Después de decirle a Vianello que se quedase hasta que viniera la lancha a llevarse el cadáver, Brunetti bajó las escaleras y salió al campo. Al acercarse al banco, vio la parte trasera de la cabeza de Pucetti junto a la de Franchini y, cuando se dio cuenta de que estaban vueltos el uno hacia el otro, se detuvo a observar. Pucetti movía los hombros mínimamente, en sincronía con los gestos que hacía con las manos al hablar. Franchini asintió y se cruzó de brazos. Pucetti levantó el suyo para señalar uno de los edificios que había al otro extremo del campo y Franchini asintió de nuevo.
Al acercarse, oyó lo que decía:
—Desde los siete hasta los once.
No alcanzó a oír la respuesta de Franchini.
—A Santa Croce, junto a San Basilio.
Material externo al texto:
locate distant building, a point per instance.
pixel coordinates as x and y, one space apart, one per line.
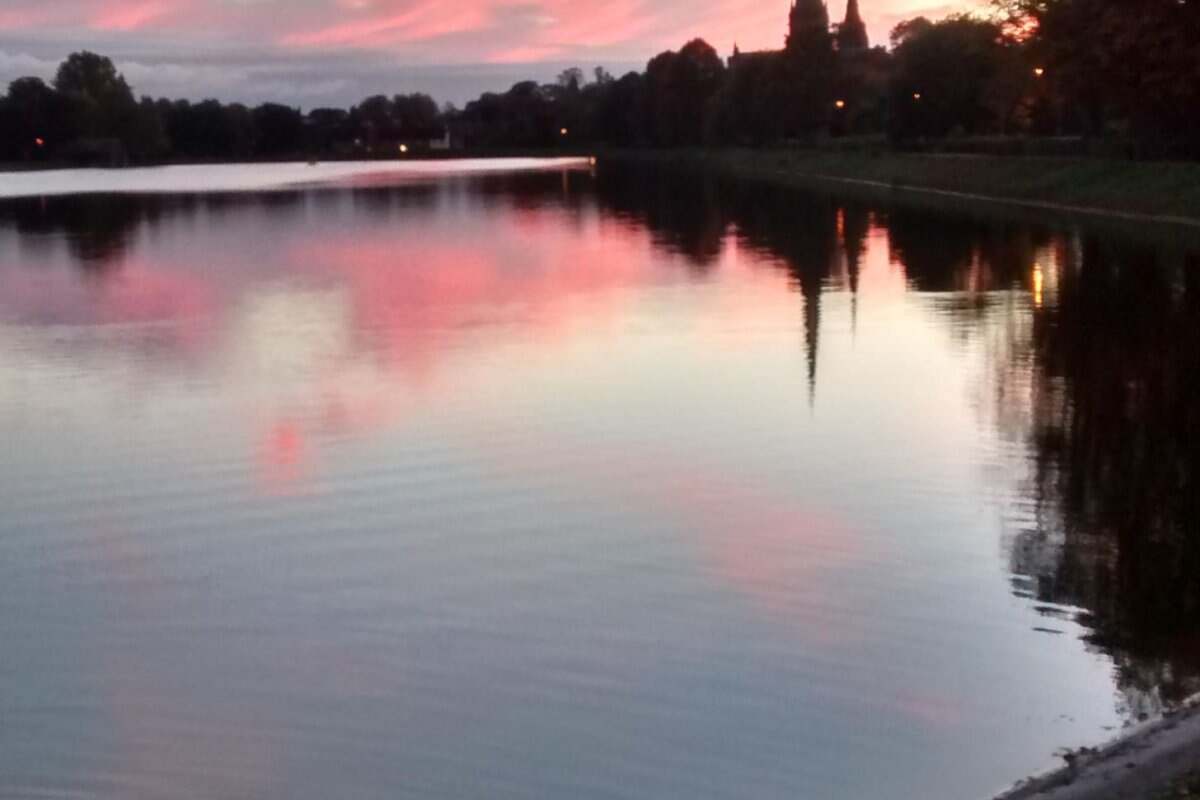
809 20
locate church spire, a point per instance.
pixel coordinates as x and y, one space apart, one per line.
852 31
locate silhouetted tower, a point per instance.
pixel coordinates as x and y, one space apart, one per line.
852 32
808 22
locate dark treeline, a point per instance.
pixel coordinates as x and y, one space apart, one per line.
1122 74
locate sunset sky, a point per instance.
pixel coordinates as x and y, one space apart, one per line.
335 52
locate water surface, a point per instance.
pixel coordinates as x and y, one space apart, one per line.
589 485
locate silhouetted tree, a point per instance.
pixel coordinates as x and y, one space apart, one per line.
1123 67
279 131
679 88
943 76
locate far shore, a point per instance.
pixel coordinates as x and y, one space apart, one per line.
1149 763
1164 193
1159 192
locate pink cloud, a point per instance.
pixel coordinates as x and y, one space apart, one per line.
423 22
129 17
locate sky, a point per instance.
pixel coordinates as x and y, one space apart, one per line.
313 53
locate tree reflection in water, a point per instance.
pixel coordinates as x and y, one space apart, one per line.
1096 373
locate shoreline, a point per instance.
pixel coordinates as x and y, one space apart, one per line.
1126 192
1144 764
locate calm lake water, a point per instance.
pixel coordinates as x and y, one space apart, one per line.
575 483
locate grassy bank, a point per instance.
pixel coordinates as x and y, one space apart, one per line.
1079 185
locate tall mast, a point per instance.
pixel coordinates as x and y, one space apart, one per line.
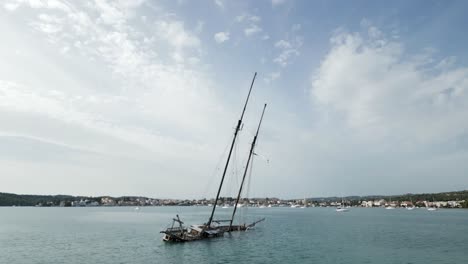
239 123
247 167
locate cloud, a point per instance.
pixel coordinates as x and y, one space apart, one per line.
283 44
252 29
219 3
142 92
383 93
221 37
288 49
248 18
277 2
174 32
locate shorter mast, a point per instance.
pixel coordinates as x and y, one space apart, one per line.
246 168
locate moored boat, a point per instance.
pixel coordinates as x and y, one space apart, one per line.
216 228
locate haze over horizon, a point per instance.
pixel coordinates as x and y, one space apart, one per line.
142 97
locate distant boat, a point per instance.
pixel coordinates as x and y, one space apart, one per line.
342 209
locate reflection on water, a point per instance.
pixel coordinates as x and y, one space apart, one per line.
289 235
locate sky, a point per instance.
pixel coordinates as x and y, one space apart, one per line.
142 97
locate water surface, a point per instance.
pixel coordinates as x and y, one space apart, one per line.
289 235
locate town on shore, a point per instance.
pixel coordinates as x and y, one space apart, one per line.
440 200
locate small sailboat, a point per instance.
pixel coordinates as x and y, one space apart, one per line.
342 207
433 207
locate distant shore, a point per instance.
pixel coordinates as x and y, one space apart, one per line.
458 199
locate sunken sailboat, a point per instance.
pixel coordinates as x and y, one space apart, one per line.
216 228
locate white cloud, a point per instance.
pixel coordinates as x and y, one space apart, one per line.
283 44
219 3
296 27
384 93
252 29
245 17
137 87
272 77
174 32
221 37
277 2
288 49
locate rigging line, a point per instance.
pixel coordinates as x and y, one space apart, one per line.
239 122
210 182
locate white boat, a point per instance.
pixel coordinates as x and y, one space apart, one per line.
342 209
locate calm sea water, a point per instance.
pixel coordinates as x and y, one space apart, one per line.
289 235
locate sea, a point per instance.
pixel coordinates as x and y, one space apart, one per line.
288 235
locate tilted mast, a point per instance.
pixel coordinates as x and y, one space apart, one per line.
239 123
246 168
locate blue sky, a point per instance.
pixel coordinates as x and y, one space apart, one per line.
141 97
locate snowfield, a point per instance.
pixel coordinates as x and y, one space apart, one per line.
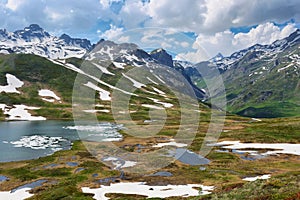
20 112
140 188
12 84
48 93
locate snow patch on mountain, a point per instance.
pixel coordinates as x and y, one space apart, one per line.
12 84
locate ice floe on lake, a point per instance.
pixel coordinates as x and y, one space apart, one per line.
140 188
100 132
273 148
40 142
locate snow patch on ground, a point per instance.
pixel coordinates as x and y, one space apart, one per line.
166 105
119 65
12 84
104 95
275 148
152 106
263 177
119 163
140 188
95 111
103 69
135 83
48 93
20 112
171 143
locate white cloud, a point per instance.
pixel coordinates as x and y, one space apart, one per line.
133 14
106 3
212 16
114 33
13 4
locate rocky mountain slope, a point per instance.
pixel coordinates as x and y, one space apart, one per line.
35 40
262 80
37 74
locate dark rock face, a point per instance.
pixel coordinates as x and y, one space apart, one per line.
32 32
83 43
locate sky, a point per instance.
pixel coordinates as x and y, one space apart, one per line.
192 30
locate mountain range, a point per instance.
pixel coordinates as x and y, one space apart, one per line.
260 81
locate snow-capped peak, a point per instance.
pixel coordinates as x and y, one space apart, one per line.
35 40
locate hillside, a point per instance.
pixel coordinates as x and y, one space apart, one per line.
261 81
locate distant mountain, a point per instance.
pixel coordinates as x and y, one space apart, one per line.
162 57
35 40
260 51
262 80
37 73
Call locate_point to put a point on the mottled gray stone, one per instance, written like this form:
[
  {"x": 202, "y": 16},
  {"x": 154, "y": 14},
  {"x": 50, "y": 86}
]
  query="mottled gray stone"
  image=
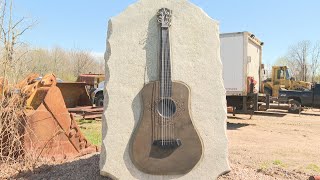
[{"x": 132, "y": 61}]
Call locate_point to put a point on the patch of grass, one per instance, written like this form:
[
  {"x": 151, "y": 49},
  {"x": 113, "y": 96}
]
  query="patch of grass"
[
  {"x": 313, "y": 167},
  {"x": 91, "y": 129},
  {"x": 264, "y": 166},
  {"x": 278, "y": 163}
]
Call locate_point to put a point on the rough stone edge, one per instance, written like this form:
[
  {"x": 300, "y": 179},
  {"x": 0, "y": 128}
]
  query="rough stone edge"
[{"x": 107, "y": 57}]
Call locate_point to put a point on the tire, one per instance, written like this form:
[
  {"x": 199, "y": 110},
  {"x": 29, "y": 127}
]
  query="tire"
[
  {"x": 295, "y": 107},
  {"x": 99, "y": 100},
  {"x": 268, "y": 91}
]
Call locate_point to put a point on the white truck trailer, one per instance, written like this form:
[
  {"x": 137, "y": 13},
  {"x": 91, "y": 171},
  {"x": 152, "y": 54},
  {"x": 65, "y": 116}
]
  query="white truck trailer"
[{"x": 241, "y": 56}]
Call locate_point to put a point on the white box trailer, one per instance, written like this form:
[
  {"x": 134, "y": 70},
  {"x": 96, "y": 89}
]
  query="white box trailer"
[{"x": 241, "y": 56}]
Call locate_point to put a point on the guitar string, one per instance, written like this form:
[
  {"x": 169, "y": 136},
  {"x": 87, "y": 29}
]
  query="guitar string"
[
  {"x": 162, "y": 73},
  {"x": 165, "y": 87}
]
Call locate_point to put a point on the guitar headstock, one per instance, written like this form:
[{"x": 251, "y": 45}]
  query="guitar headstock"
[{"x": 164, "y": 17}]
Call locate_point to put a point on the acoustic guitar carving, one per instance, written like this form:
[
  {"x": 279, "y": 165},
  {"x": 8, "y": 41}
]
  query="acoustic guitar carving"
[{"x": 165, "y": 140}]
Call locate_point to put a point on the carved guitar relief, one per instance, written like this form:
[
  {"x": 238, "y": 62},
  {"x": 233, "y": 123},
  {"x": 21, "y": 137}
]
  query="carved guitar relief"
[{"x": 165, "y": 141}]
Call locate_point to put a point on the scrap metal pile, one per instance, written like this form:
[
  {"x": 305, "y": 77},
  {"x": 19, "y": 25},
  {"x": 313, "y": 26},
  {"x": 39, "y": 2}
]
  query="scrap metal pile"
[{"x": 50, "y": 131}]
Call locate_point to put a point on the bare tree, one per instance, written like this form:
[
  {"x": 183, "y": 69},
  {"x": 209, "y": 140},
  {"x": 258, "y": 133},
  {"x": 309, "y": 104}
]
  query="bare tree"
[
  {"x": 11, "y": 30},
  {"x": 315, "y": 61}
]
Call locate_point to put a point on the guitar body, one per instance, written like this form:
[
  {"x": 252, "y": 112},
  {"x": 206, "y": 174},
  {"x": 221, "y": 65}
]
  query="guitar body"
[{"x": 165, "y": 143}]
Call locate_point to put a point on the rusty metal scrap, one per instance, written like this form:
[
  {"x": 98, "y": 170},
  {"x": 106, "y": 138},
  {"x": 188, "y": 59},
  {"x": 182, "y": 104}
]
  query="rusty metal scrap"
[{"x": 53, "y": 132}]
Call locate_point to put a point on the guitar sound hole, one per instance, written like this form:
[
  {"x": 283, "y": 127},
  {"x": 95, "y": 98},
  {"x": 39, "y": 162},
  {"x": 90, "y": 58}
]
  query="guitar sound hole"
[{"x": 166, "y": 108}]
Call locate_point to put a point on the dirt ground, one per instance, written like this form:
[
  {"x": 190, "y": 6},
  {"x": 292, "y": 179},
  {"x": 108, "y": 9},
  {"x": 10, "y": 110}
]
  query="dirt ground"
[{"x": 272, "y": 145}]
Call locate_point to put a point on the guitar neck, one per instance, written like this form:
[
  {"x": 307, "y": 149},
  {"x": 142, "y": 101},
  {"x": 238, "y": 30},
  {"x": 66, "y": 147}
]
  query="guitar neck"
[{"x": 165, "y": 64}]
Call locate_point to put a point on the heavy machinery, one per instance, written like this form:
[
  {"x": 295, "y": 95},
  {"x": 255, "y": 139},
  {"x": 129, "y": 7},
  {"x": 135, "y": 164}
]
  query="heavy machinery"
[
  {"x": 95, "y": 86},
  {"x": 280, "y": 80},
  {"x": 50, "y": 131}
]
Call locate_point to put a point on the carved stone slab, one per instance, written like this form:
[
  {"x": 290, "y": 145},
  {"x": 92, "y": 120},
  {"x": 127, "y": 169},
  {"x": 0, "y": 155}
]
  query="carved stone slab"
[{"x": 132, "y": 61}]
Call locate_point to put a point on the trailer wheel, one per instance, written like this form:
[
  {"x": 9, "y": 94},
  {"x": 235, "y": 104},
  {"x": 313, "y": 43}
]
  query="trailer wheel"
[
  {"x": 295, "y": 106},
  {"x": 99, "y": 100}
]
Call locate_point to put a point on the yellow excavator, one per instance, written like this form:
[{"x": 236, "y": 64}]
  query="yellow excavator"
[{"x": 281, "y": 79}]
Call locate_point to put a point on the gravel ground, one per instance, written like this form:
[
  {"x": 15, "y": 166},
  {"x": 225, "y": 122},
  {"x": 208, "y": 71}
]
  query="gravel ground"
[{"x": 276, "y": 145}]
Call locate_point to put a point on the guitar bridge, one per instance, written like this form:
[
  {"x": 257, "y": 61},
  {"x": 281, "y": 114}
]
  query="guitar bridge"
[{"x": 167, "y": 144}]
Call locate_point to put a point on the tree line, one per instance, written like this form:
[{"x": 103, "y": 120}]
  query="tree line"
[{"x": 17, "y": 59}]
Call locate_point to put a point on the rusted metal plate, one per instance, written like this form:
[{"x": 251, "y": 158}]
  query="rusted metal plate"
[
  {"x": 52, "y": 132},
  {"x": 87, "y": 112},
  {"x": 74, "y": 94}
]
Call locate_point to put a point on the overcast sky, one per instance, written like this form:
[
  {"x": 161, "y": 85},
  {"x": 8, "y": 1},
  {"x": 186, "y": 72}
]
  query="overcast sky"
[{"x": 83, "y": 24}]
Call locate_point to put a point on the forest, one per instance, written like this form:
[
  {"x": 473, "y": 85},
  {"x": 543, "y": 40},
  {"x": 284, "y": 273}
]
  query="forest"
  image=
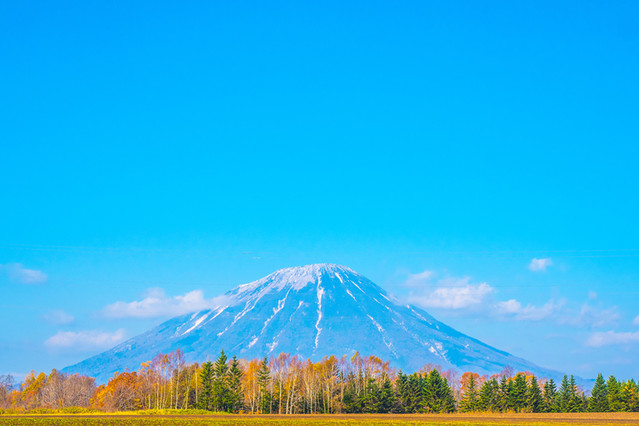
[{"x": 288, "y": 385}]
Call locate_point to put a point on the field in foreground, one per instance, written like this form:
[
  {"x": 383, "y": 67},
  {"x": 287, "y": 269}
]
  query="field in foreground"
[{"x": 349, "y": 419}]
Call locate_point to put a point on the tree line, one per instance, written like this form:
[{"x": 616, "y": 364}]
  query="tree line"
[{"x": 289, "y": 385}]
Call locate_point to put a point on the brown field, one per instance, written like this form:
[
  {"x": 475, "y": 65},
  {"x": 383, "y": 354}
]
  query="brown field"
[{"x": 356, "y": 419}]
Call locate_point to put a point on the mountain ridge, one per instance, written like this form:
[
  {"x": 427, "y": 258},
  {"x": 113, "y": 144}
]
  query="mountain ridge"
[{"x": 312, "y": 311}]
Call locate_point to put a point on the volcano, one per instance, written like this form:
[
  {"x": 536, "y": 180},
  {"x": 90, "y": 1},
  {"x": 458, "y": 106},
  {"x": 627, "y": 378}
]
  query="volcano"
[{"x": 310, "y": 311}]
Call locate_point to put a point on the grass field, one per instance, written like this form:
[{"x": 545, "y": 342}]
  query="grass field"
[{"x": 347, "y": 419}]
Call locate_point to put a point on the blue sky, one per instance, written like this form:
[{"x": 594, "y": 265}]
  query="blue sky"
[{"x": 154, "y": 155}]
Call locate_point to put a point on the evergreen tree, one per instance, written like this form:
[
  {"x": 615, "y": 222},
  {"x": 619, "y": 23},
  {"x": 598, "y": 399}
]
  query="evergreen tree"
[
  {"x": 220, "y": 384},
  {"x": 575, "y": 402},
  {"x": 470, "y": 400},
  {"x": 263, "y": 378},
  {"x": 534, "y": 399},
  {"x": 236, "y": 394},
  {"x": 550, "y": 397},
  {"x": 563, "y": 396},
  {"x": 629, "y": 395},
  {"x": 598, "y": 402},
  {"x": 517, "y": 394},
  {"x": 505, "y": 387},
  {"x": 206, "y": 394},
  {"x": 402, "y": 397},
  {"x": 415, "y": 394},
  {"x": 438, "y": 397},
  {"x": 489, "y": 396},
  {"x": 386, "y": 397}
]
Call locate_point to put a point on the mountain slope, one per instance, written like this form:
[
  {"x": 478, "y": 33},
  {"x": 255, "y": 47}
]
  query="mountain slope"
[{"x": 311, "y": 311}]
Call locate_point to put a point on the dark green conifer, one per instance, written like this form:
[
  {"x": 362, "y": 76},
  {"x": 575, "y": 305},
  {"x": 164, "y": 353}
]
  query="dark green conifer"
[
  {"x": 598, "y": 402},
  {"x": 205, "y": 401},
  {"x": 534, "y": 399},
  {"x": 236, "y": 394},
  {"x": 220, "y": 384},
  {"x": 470, "y": 400},
  {"x": 550, "y": 397}
]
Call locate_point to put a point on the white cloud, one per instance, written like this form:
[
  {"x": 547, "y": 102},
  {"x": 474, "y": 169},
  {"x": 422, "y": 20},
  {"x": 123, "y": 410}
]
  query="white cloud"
[
  {"x": 531, "y": 313},
  {"x": 83, "y": 340},
  {"x": 612, "y": 338},
  {"x": 415, "y": 280},
  {"x": 23, "y": 275},
  {"x": 58, "y": 317},
  {"x": 158, "y": 304},
  {"x": 457, "y": 294},
  {"x": 539, "y": 264},
  {"x": 589, "y": 316}
]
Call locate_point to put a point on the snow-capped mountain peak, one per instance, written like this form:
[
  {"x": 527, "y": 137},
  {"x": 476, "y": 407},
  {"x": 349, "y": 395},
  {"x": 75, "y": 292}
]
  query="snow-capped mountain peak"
[{"x": 311, "y": 311}]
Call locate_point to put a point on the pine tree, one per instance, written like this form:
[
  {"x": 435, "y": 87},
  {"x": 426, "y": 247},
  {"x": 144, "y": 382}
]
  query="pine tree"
[
  {"x": 206, "y": 394},
  {"x": 563, "y": 396},
  {"x": 402, "y": 398},
  {"x": 505, "y": 387},
  {"x": 517, "y": 394},
  {"x": 263, "y": 378},
  {"x": 469, "y": 401},
  {"x": 236, "y": 394},
  {"x": 416, "y": 393},
  {"x": 550, "y": 397},
  {"x": 575, "y": 403},
  {"x": 489, "y": 396},
  {"x": 438, "y": 397},
  {"x": 534, "y": 399},
  {"x": 598, "y": 402},
  {"x": 220, "y": 383}
]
El apartamento era más grande y para entonces ya éramos tres críos. —Pucetti hizo una pausa larga—. Entonces ya me pusieron en una habitación para mí solo.
Franchini dijo algo que Brunetti tampoco entendió.
—Son dos chicas, así que dormían juntas. Pero me hubiese gustado tener un hermano. —Entonces, acordándose de la situación, dijo—: Lo siento, signore. No…
Brunetti vio que Franchini se giraba para darle una palmadita en la rodilla a Pucetti, pero siguió sin oír nada. Notó que al joven se le ponía el cuello rojo y se alegró de ver que aún era capaz de sentir vergüenza. Se desvió hacia la izquierda y se acercó a ellos desde un costado.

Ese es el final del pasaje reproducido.